Search traffic data may now be providing this bridge. There is increasing and compelling evidence that TV advertising drives search traffic and that the linkages are highly quantifiable. For example, the AA have teamed up with Hitwise and i-Level to contribute the ‘Hitwise UK Media Impact Report‘. This report contains two case studies, from the AA and Sky, which build on the TV advertising to Search traffic argument.

The effect of TV advertising on search metrics may be as deep as it is potentially broad; There is evidence that TV advertising affects conversion metrics within search activity. When these effects are quantified they can produce dramatic ROI results. For example, if TV advertising increases a) search volumes b) conversion rates from click to bona fide lead c) conversion to sale and d) sales value, then the argument for TV advertising becomes extremely compelling. In fact, the sorts of uplifts that are being reported against these deeper metrics are at the levels that can make a TV campaign potentially self-funding.

Whilst many in the marketing community discuss ‘either or’ arguments about TV advertising and search marketing, they may be more amply rewarded if they move to a synchronisation point of view. TV advertising and search marketing may be so closely linked that we embark on a new era of TV effectiveness.

January 3rd, 2008

Coverage, frequency and response rates - the old rules apply online too

Every now and then the topic of coverage, frequency and response rates arises and marketing or agency personnel find themselves trying to identify the optimal levels of communications spend required to maximise response ROI. Some argue that in order to maximise response rates the message has to be seen ’several times’ before it is acted upon. Others take the view that each ad has to stand on its own two feet and ‘do the the business’ each time it is seen.

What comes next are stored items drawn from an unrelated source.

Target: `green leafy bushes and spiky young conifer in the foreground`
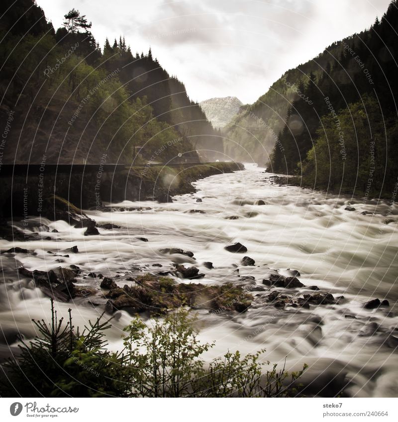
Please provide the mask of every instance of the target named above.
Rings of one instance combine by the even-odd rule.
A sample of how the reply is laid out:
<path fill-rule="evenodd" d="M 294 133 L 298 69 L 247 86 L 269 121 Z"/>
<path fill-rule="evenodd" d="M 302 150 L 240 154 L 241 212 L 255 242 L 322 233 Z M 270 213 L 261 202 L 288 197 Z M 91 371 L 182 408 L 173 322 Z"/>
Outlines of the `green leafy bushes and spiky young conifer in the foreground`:
<path fill-rule="evenodd" d="M 40 336 L 26 343 L 3 369 L 1 395 L 14 397 L 291 397 L 306 368 L 291 372 L 265 367 L 265 350 L 241 356 L 227 351 L 206 363 L 203 352 L 214 343 L 198 339 L 196 317 L 180 309 L 154 320 L 134 318 L 124 329 L 124 348 L 106 349 L 109 321 L 89 322 L 82 333 L 69 321 L 58 321 L 51 301 L 51 322 L 34 321 Z"/>

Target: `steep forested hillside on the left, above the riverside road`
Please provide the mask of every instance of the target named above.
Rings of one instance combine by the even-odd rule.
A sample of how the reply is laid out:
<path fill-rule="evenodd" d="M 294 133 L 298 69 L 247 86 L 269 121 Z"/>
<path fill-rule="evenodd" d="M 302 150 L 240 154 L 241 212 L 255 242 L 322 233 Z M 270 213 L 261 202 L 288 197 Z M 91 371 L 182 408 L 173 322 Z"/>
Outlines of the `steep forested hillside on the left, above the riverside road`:
<path fill-rule="evenodd" d="M 102 52 L 75 9 L 56 31 L 31 0 L 4 0 L 0 15 L 2 163 L 95 164 L 104 154 L 108 163 L 168 162 L 178 153 L 197 161 L 195 149 L 202 160 L 222 152 L 199 104 L 150 50 L 133 55 L 120 38 Z"/>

So what is the optimal frequency level required to maximise direct response ROI?

Over the last few weeks I’ve had cause to dip into both Drayton Bird’s excellent Common Sense Direct Marketing and also Graeme McCorkell’s equally robust and informative Direct and Database Marketing. Both the books emphasise what I know to be the case from countless experiments:

Any direct response ad must wash its face on the first exposure. Adding exposures actually decreases the overall response rate and consequently increases the overall cost per response.

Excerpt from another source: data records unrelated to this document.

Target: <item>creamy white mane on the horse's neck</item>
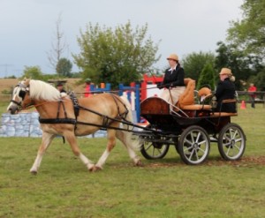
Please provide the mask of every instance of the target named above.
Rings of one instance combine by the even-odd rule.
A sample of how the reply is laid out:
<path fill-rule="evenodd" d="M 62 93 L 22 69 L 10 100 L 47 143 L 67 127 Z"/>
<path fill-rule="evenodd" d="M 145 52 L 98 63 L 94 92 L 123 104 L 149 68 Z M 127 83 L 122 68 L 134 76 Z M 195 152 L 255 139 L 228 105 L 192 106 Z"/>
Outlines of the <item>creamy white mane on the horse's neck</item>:
<path fill-rule="evenodd" d="M 61 97 L 57 88 L 41 80 L 30 79 L 29 88 L 30 97 L 36 100 L 58 101 Z"/>

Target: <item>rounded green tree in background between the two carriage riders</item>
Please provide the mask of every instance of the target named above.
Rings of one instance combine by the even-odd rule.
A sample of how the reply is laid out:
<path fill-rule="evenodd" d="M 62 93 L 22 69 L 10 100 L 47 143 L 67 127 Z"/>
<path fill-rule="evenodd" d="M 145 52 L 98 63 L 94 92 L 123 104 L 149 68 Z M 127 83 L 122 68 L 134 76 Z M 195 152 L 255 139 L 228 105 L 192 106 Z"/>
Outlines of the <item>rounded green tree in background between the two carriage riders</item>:
<path fill-rule="evenodd" d="M 185 56 L 182 61 L 182 64 L 185 70 L 185 76 L 198 81 L 200 77 L 200 72 L 202 71 L 205 64 L 212 64 L 214 66 L 215 55 L 211 52 L 193 52 Z"/>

McCorkell’s view is as follows: “each single press insertion or TV transmission is an event in its own right, required to justify its cost by a directly produced return”. Drayton Bird supports this view and even builds his argument with a case study from 1912. He quotes “a man called Shryer who studied what happens when you repeat advertisements. He learned that if you run an ad a second time, it does not get better results. It generally gets worse.”

Nearly 100 years after Shryer, this rule has also been found to apply online. Around 2000 I remember Doubleclick tracked the relationship between online ad exposures and online response rates. They found that with every layer of incremental frequency, response rates dropped by around 50%. This means that in an online environment you will get the highest % return from the first exposure i.e. by building coverage, not frequency. This was re-examined again by Atlas in 2004 and they reached similar conclusions about the importance of the first exposure. The extensive work of John Philip Jones at Syracuse University has also resulted in findings that support the importance of the first exposure. Jones found that:

1) One exposure has a significant effect on purchasing.
2) Two exposures do not have twice the effect of one exposure but usually cost twice as much.
3) This diminishing return deepens as more frequency is added to the campaign.

It’s interesting that “below the line” channels like direct mail and door to door often produce far higher response rates than “above the line” channels like TV, press and radio. Whilst the main reasons for this are related to the personal nature of direct mail and door to door, it is also worth bearing in mind that by definition these modes of communication are very low frequency channels; they basically optimise at 1 exposure. If below the line channels like direct mail were used at the same frequencies as above the line media i.e. 5-8 OTS then their response rates would be more than 90% lower those usually experienced.